At a panel at the Institute for Policy Innovation's Oct. 22 Communications Summit in Washington, D.C., Annabelle Canning, a partner at Capitol Tax Partners and executive director of the Internet Tax Freedom Act Coalition, and Jot Carpenter, vice president of government affairs at CTIA-The Wireless Association, came together to call for reform of what Carpenter called "hideously regressive" cross-jurisdictional taxes on wireless Internet access.
Canning noted that there are more than 10,000 jurisdictions in the U.S., including federal, state, local and municipal tax districts, competing to collect taxes from consumers for wireless broadband service. In most cases, the underlying tax policy behind such levies dates back to, as Carpenter put it, "the days of Ma Bell." Moderator Bartlett Cleland, IPI's policy counsel, noted, for instance, that the standard tax on broadband service in Texas, even wireless, amounts to $25 on a customer's first bill, a number so chosen because it was the price of one month of AOL Inc. dial-up service when the tax was first enacted in the 1990s.
However, the panelists argued that line-item taxes on consumers' wireless bills will rise without broad reform of telecommunications taxes that ensure telecom services are treated the same as any other services and are not subject to special taxes. Canning estimated that at least 20% of cellphone bills may soon consist solely of taxes collected by carriers on behalf of the various tax-collecting jurisdictions. Already, CTIA estimates hold, wireless service is taxed at an average rate of 17.2% nationwide, compared to 7.4% for other general goods and services.
Carpenter said such costs create "friction" between service providers and their customers, as consumers blame carriers for rising tax charges. More troubling, however, he and Canning contended that such taxes are disproportionately burdensome to low-income and underserved consumers.

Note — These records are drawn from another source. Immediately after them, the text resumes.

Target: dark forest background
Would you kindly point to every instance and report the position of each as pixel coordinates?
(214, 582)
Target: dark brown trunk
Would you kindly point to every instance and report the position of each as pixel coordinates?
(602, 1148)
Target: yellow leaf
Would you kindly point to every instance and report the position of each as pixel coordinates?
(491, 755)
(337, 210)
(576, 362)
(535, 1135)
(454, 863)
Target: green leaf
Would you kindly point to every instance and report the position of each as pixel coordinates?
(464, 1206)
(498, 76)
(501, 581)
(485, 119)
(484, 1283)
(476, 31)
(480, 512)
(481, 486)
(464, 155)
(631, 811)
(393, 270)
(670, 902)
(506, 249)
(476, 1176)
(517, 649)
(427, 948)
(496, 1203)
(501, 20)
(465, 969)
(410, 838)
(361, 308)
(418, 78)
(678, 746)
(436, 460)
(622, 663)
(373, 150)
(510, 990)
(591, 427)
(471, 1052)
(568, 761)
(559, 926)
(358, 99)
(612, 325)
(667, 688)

The two argued that wireless bills bloated to unsustainable levels with heavy taxes may dissuade those in the lower income brackets from continuing to pay for mobile broadband, which in some cases is their only consistent access point to the Internet. Canning noted that the common application for applying to college, social security benefits tools and other vital services are now online-only, while the newly unveiled health care exchanges under the Affordable Care Act are most easily accessed via the Internet.

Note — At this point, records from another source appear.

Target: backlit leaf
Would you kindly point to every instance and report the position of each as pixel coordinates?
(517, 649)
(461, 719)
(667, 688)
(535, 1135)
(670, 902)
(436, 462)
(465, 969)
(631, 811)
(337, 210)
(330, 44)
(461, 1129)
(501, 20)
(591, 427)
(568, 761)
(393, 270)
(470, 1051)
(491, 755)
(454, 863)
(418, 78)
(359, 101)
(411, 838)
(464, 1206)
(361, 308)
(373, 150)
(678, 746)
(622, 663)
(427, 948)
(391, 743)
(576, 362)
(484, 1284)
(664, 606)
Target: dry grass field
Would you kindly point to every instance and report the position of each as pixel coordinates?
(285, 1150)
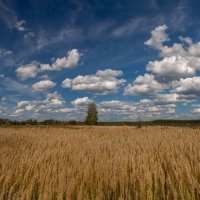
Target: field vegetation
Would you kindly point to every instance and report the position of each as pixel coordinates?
(103, 163)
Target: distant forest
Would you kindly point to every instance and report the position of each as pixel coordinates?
(123, 123)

Meanwhile, Carpenter said that if consumers do give up wireless plans, it would have a chilling effect on innovation and universal access to reliable wireless service. Noting that wireless is a "very capital-intensive industry," he said carriers will only build out networks in underserved areas if demand and existing take rates justify doing so. If rising wireless bills turn people off of signing up for service, it could affect network build-outs for entire regions.

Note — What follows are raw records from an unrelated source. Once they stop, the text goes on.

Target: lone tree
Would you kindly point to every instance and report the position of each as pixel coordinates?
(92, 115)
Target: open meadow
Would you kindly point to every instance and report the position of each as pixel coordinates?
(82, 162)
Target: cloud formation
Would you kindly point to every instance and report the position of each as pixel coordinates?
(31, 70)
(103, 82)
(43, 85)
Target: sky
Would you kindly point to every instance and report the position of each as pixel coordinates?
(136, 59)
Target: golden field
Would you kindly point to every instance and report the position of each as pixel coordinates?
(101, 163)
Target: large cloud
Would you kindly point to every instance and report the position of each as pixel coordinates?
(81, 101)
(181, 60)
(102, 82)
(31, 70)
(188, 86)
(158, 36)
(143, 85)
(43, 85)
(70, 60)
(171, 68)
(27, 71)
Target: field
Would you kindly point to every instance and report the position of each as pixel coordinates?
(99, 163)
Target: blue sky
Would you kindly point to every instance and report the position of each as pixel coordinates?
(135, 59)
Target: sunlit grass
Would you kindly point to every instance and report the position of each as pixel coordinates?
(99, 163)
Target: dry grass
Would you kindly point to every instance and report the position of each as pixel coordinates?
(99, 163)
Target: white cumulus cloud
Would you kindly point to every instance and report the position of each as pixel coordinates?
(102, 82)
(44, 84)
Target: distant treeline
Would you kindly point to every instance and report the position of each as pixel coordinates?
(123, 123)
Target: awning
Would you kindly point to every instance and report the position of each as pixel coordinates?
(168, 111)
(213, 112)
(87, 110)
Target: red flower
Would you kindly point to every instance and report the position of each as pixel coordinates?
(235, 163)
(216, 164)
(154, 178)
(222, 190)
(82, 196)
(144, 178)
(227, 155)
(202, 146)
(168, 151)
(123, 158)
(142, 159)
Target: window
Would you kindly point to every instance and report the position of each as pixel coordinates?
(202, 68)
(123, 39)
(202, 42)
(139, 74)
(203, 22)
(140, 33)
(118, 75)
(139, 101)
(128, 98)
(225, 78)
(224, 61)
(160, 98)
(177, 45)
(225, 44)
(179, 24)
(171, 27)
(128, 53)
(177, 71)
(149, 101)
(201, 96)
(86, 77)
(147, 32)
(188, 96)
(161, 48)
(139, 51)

To remedy these concerns, Canning and Carpenter advocated for the passage of the Wireless Tax Fairness Act to extend and expand tax moratoriums under the Internet Tax Freedom Act of 1998. The former bill was reintroduced with bipartisan support over the summer by Rep. Zoe Lofgren, D-Calif., in the House of Representatives and by Sen. Ron Wyden, D-Ore., in the Senate, but it has remained in committee with no further action.
The bill would not eliminate existing taxes, but would instead institute a five-year moratorium on any new state or local taxes on wireless service that do not apply to other goods and services. Moratoriums under the ITFA of 1998 have been extended numerous times since its passage, but seven states still have grandfathered exemptions, Canning said, and a number of states and localities have continued to raise wireless-specific taxes in recent years.
Canning said the new bill and others like it have received "very broad support through the years," but in order for them to succeed, Congress, stakeholders and the general public must be better informed about what they seek to achieve. That, she said, is precisely what her own ITFA Coalition, the CTIA and other groups intend to work on.
"As we educate folks, I think people will recognize the need for reform," she said.